Payne Kaitlin, Jansson-Knodell Claire, Trommer Emily, Ford Andrew, Weekley Kendra, Gardinier David, Rubio-Tapia Alberto
Division of Gastroenterology and Hepatology, Department of Medicine, Tufts Medical Center, Boston, MA, USA.
Celiac Disease Program, Gastroenterology, Hepatology, and Nutrition, Digestive Disease Institute, Cleveland Clinic, Cleveland, OH, USA.
Dig Dis Sci. 2025 Sep 4. doi: 10.1007/s10620-025-09350-y.
Patients with celiac disease (CeD) are at increased risk of pneumococcal infections, and guidelines recommend vaccination against pneumococcal disease as a safe and effective strategy at reducing the risk of infection. The rate of vaccination amongst patients with CeD is unknown. The aim of this study was to evaluate current underlying vaccination rates and to improve vaccination rates through a quality improvement initiative.
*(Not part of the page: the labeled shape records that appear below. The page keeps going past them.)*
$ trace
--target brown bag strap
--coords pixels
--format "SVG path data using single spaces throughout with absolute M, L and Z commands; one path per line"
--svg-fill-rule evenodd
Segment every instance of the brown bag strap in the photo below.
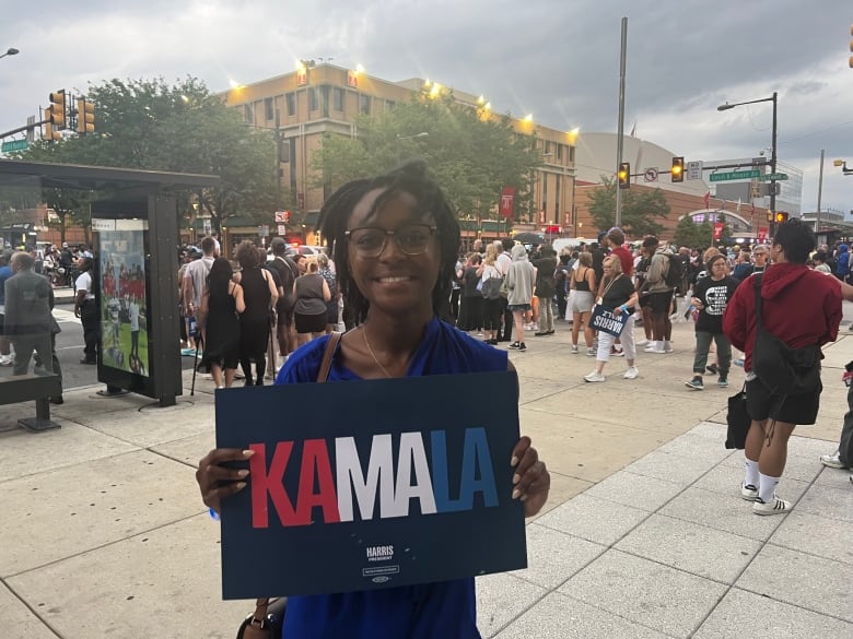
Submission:
M 335 356 L 335 351 L 338 348 L 338 342 L 340 342 L 341 333 L 334 331 L 329 335 L 329 341 L 326 342 L 326 351 L 323 353 L 323 362 L 320 363 L 319 372 L 317 372 L 317 382 L 324 382 L 329 378 L 329 369 L 331 369 L 331 358 Z M 258 600 L 260 601 L 260 600 Z

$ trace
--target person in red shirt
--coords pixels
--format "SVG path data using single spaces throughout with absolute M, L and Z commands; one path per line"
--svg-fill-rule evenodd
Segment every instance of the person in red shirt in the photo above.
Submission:
M 770 247 L 773 263 L 762 275 L 763 328 L 793 348 L 833 342 L 842 317 L 838 284 L 806 267 L 815 246 L 815 234 L 802 221 L 780 224 Z M 752 370 L 757 276 L 750 275 L 738 286 L 723 316 L 723 332 L 746 354 L 747 411 L 752 423 L 744 450 L 746 476 L 740 495 L 753 501 L 756 514 L 780 514 L 791 510 L 791 502 L 775 495 L 785 469 L 787 440 L 797 424 L 815 423 L 822 386 L 811 392 L 779 395 Z

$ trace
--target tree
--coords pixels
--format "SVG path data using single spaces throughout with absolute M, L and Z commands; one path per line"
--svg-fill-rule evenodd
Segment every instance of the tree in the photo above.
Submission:
M 601 187 L 587 194 L 589 215 L 599 230 L 607 230 L 616 224 L 616 178 L 603 175 Z M 665 218 L 668 214 L 669 204 L 661 189 L 622 191 L 621 227 L 629 236 L 659 235 L 664 227 L 655 218 Z
M 219 230 L 237 213 L 256 220 L 290 201 L 278 182 L 273 132 L 246 126 L 239 114 L 205 84 L 187 78 L 174 85 L 163 79 L 110 80 L 90 85 L 95 134 L 38 142 L 21 157 L 35 162 L 90 164 L 149 170 L 212 174 L 220 185 L 190 197 L 207 210 Z
M 357 138 L 324 139 L 312 164 L 313 186 L 334 190 L 417 156 L 426 162 L 460 217 L 493 216 L 501 187 L 515 188 L 516 211 L 526 211 L 530 177 L 541 166 L 541 155 L 530 135 L 513 130 L 509 116 L 481 116 L 449 95 L 432 99 L 419 94 L 389 111 L 360 116 Z

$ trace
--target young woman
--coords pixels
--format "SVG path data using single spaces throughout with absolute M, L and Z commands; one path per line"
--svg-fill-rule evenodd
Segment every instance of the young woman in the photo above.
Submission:
M 622 273 L 622 262 L 617 256 L 608 256 L 604 259 L 604 277 L 598 286 L 598 296 L 596 304 L 610 309 L 614 315 L 620 316 L 629 313 L 626 319 L 624 329 L 620 338 L 622 339 L 622 350 L 628 363 L 628 370 L 624 371 L 626 379 L 634 379 L 640 371 L 634 366 L 636 357 L 636 346 L 634 345 L 634 318 L 633 309 L 636 308 L 639 295 L 634 289 L 631 279 Z M 595 370 L 584 376 L 584 381 L 595 382 L 605 381 L 604 367 L 610 359 L 610 347 L 616 338 L 610 333 L 598 331 L 598 353 L 596 354 Z
M 581 331 L 581 322 L 583 322 L 586 354 L 595 355 L 593 350 L 595 332 L 589 328 L 589 315 L 593 310 L 593 292 L 596 291 L 597 284 L 595 270 L 593 270 L 593 255 L 584 251 L 577 258 L 577 269 L 572 273 L 570 285 L 571 291 L 574 291 L 570 295 L 572 303 L 572 353 L 577 353 L 577 336 Z
M 205 338 L 205 353 L 217 388 L 231 387 L 239 360 L 239 316 L 246 310 L 243 286 L 233 281 L 234 271 L 225 258 L 210 268 L 197 318 Z M 225 374 L 224 380 L 222 374 Z
M 341 338 L 329 381 L 507 370 L 505 351 L 439 319 L 448 306 L 459 226 L 422 163 L 344 185 L 324 204 L 320 228 L 334 244 L 338 282 L 358 324 Z M 327 342 L 323 336 L 291 355 L 277 382 L 316 381 Z M 512 457 L 513 496 L 530 517 L 548 497 L 550 476 L 529 438 L 518 441 Z M 242 474 L 221 465 L 245 459 L 242 450 L 218 449 L 199 462 L 196 478 L 205 504 L 218 510 L 221 499 L 245 488 Z M 468 578 L 292 596 L 283 634 L 479 639 L 476 622 L 475 584 Z

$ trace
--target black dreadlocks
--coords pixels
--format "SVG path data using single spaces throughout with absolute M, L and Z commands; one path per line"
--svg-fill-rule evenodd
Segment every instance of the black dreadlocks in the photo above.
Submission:
M 332 245 L 332 258 L 338 283 L 344 298 L 344 308 L 353 323 L 367 318 L 370 303 L 352 280 L 349 265 L 349 242 L 344 235 L 355 204 L 370 191 L 385 189 L 376 198 L 370 215 L 376 214 L 389 198 L 409 193 L 418 202 L 417 215 L 421 220 L 433 217 L 439 238 L 439 279 L 432 289 L 432 308 L 436 316 L 446 317 L 449 306 L 452 281 L 456 270 L 456 251 L 459 248 L 459 223 L 439 185 L 426 175 L 422 161 L 407 163 L 389 174 L 374 178 L 353 180 L 335 191 L 320 209 L 317 227 Z

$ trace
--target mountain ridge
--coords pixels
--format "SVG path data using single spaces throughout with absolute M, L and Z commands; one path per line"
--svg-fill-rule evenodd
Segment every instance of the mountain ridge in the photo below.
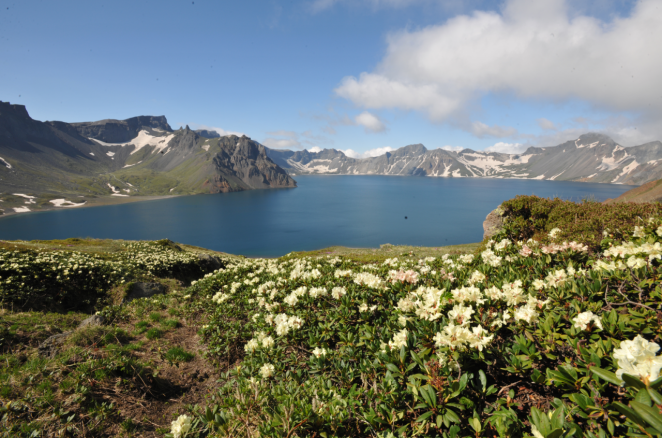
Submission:
M 95 198 L 285 187 L 296 181 L 246 136 L 174 131 L 165 116 L 41 122 L 23 105 L 0 102 L 0 214 Z
M 427 149 L 412 144 L 377 157 L 351 158 L 336 149 L 319 152 L 267 149 L 292 175 L 409 175 L 520 178 L 639 185 L 662 178 L 662 143 L 623 147 L 600 133 L 524 153 Z

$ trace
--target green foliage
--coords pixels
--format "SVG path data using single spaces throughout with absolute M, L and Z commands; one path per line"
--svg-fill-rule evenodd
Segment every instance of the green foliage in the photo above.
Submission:
M 557 240 L 576 240 L 600 249 L 603 233 L 621 240 L 632 235 L 642 218 L 659 217 L 662 204 L 602 204 L 585 201 L 574 203 L 537 196 L 517 196 L 501 204 L 506 236 L 514 240 L 548 240 L 547 233 L 559 228 Z
M 238 260 L 197 282 L 229 371 L 196 433 L 655 436 L 662 379 L 619 377 L 614 353 L 662 336 L 661 222 L 630 218 L 628 242 L 600 234 L 591 255 L 548 236 L 555 217 L 531 228 L 545 244 L 511 228 L 479 254 Z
Data regarding rates of pneumococcal vaccination amongst patients with biopsy-confirmed CeD were retrospectively collected. A prospective quality improvement initiative was then performed. An educational handout was provided to patients seen during in-person clinic visits, and the pneumococcal conjugate 20 vaccine (PCV20) was offered.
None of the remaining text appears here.